Klingmüller, K., & Lelieveld, J. (2020). Climate model-informed deep learning of global soil moisture distribution. Geoscientific Model Development Discussions, 14. doi:10.5194/gmd-2020-434.


Cite as: https://hdl.handle.net/21.11116/0000-0008-DD4A-D
Abstract
We present a deep neural network (DNN) that produces accurate predictions of observed surface soil moisture, based on meteorological data from a climate model. The network was trained on daily satellite retrievals of soil moisture from the European Space Agency (ESA) Climate Change Initiative (CCI). The predictors precipitation, temperature and humidity were simulated with the ECHAM/MESSy atmospheric chemistry-climate model (EMAC).

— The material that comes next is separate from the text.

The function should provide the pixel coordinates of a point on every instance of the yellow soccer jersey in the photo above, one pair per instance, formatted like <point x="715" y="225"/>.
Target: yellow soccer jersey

Our evaluation shows that predictions of the trained DNN are highly correlated with the observations, both, spatially and temporally, and free of bias. This offers an alternative for parametrisation schemes in climate models, especially in simulations that use, but may not focus on soil moisture, which we illustrate with the threshold wind speed for mineral dust emissions. Moreover, the DNN can provide proxies for missing values in satellite observations to produce realistic, comprehensive, high resolution global datasets. As the approach presented here could be similarly used for other variables and observations, the study is a proof of concept for basic but expedient machine learning techniques in climate modelling, which may motivate additional applications.